STATE OF OHIO v. DONALD D. HALL
C.A. CASE NO. 2011 CA 32
IN THE COURT OF APPEALS FOR GREENE COUNTY, OHIO
June 8, 2012
2012-Ohio-2539
T.C. NO. CRB1001238; (Criminal appeal from Municipal Court)
Attorney for Plaintiff-Appellee
SHAWN P. HOOKS, Atty. Reg. No. 0079100, 131 N. Ludlow Street, Suite 630, Dayton, Ohio 45420
Attorney for Defendant-Appellant
OPINION
FROELICH, J.
{1} Donald Hall appeals from a judgment of the Fairborn Municipal Court,
I.
{2} In June 2010, Hall was charged with telephone harassment, a first degree misdemeanor, based on telephone calls that he made to an individual who had been hired to perform contracting work at his home. During the pendency of his case, Hall requested several continuances based, in part, on treatment he was receiving for his back. The trial court ultimately required Hall to submit documentation from his treating physician as to why he could not attend the trial, which was scheduled for February 9, 2011.

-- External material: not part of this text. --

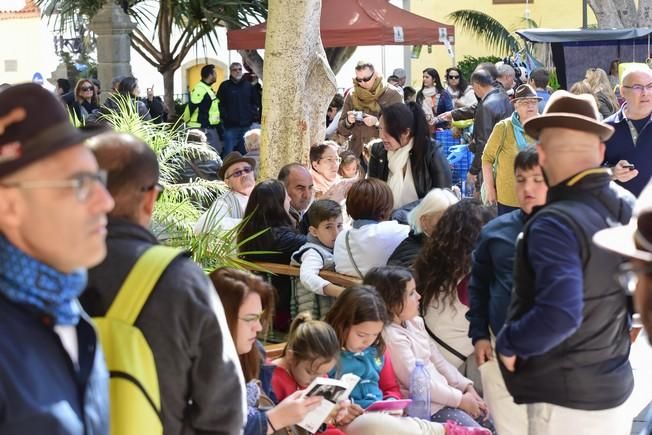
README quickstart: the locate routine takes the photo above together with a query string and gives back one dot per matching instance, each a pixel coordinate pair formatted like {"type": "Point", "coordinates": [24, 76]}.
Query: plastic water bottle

{3} On February 4, 2011, Hall again moved for a continuance, stating that he was involved in an automobile accident in December 2010, that he was recovering from back surgery prior to the accident, and that, as a result of the accident, he “has been receiving prescription pain killers, such as vicodin and percocet.” Hall stated that he did “not believe that accurate testimony can be elicited while under heavy painkillers,” which he reportedly took several times a day. Hall attached a doctor‘s note indicating that Hall was under the doctor‘s care for a motor vehicle accident injury and was participating in therapy; the note asked the court to “please excuse [Hall] from court until improved.” Four days later, Hall supplemented the motion with a letter from his chiropractor, which stated that Hall was under his care for cervical, thoracic and lumbar spinal injuries sustained in the car accident and that “it is recommended that Donald Hall not attend court hearing scheduled for February 9, 2011.” The trial court overruled the motion for a continuance, noting that the doctors’ information was “vague” and failed to provide any indication as to when Hall
{4} On February 9, 2011, Hall appeared with counsel, waived a jury trial (which he had requested), and entered a guilty plea to menacing, a fourth degree misdemeanor. The court immediately sentenced him to 30 days in jail, all of which were suspended on the condition that he complete two years of unsupervised community control, have no contact with the complainant, and stay at least 500 feet from the complainant for two years. Hall was also ordered to pay a $150 fine and court costs.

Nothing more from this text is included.